Indeed, a substantial aspect of the AHA’s mission, symbolized by our office on Capitol Hill, lies in the multifaceted activities generally referred to as “advocacy.” I have testified to a congressional committee on behalf of the National Endowment for the Humanities, and the AHA remains an active member of the National Coalition for History, the National Humanities Alliance, and the Consortium of Social Sciences Associations.
Many readers of this column receive information and pleas for action from these organizations; they should know that members of Congress do sometimes take note of e-mail messages from constituents. As part of our work in these coalitions, it is our job to provide the information members need to contact their representatives.
As the new Advocacy section of our website suggests, this work must not be limited to activity inside the Capital Beltway. AHA committees and ad hoc task forces monitor issues relating to specific groups of historians, including women, minorities, and graduate and early-career scholars. We also await the report of a task force on GLBTQ historians. As suggested by our Council’s statements over the past year on faculty productivity, and on institutional policies denying PhD recipients the option to make choices regarding the digital distribution of their scholarship, our staff, Council, and committees continue to monitor and discuss the issues affecting our members. We are moving all of this work to the AHA Communities site in order to facilitate conversation and maintain a full record. We are also committed to maintaining the high standard of data gathering established by our former deputy director, Robert Townsend. Allen Mikaelian and Julia Brookins, special projects coordinator, have assumed responsibility for continuing the AHA’s exemplary data collection and analysis, work essential to the success of our committees and the ability of AHA staff and members to write intelligently about issues relating to historical research, thinking, and teaching.

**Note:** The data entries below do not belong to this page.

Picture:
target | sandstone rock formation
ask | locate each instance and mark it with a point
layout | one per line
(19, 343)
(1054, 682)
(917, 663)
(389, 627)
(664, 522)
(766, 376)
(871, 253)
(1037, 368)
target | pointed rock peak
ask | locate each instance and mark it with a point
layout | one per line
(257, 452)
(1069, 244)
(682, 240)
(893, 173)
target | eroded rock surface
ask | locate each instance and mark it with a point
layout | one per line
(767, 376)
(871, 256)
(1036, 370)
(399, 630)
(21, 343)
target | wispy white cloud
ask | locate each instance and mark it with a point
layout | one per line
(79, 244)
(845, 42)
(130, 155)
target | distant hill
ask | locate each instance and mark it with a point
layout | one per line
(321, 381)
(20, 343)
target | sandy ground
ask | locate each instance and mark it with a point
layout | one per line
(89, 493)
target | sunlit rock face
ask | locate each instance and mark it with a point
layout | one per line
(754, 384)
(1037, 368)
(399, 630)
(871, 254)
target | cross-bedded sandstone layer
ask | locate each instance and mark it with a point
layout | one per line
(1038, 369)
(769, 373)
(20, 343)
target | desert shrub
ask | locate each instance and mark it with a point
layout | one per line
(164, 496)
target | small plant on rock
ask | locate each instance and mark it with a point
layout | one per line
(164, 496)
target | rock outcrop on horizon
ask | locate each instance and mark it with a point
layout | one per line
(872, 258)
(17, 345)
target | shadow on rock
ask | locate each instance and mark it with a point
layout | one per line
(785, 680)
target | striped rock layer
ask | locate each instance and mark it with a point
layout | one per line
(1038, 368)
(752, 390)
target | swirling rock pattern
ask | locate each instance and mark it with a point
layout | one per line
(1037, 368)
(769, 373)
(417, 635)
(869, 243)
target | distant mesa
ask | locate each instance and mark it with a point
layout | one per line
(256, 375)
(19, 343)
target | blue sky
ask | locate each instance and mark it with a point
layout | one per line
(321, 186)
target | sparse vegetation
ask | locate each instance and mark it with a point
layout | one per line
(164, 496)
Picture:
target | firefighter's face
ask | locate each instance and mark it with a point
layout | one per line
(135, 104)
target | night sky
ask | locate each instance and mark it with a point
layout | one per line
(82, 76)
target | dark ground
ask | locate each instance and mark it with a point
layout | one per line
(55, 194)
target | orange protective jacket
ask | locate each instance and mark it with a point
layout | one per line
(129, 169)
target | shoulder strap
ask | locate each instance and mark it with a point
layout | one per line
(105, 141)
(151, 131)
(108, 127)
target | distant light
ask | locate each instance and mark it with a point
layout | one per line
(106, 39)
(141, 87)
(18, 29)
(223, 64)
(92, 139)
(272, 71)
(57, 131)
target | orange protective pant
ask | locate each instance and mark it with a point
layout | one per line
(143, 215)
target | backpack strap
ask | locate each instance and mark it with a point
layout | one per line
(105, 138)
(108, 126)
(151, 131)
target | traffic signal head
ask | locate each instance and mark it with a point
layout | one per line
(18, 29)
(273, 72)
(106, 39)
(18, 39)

All of this, and I haven’t mentioned the National History Center, an AHA initiative focused on Washington, DC, which offers a weekly seminar on history and public policy, and periodic policy briefings in the Capitol directed toward providing congressional staff with historical context on contemporary issues. Or the hours spent by a tireless AHA president, Kenneth Pomeranz, on behalf of our colleagues at a small historically black university whose administration threatened to dismantle the history program (which would have been a tragic irony, given the centrality of history to the institution’s very identity). Or a letter to the New York Times Book Review making clear that AHA membership is open to all, and that debate and disagreement are welcome.
In that vein, I welcome debate and disagreement regarding the activities cataloged here. I hope never to see the day when all AHA members agree on much of anything beyond the principles of academic freedom and the values expressed in the AHA’s Statement on Standards of Professional Conduct—yet another example of the work carried out by our Council, which is currently preparing a revised edition to better address the digital environment and the work of public historians.
So, the answer to my friend’s question? I don’t keep track. It’s not possible; we do too much. That’s why we have a staff, a Council, committees, and other volunteers. The AHA is a good collaborator in part because we are ourselves a collaboration.
—James Grossman is the executive director of the AHA.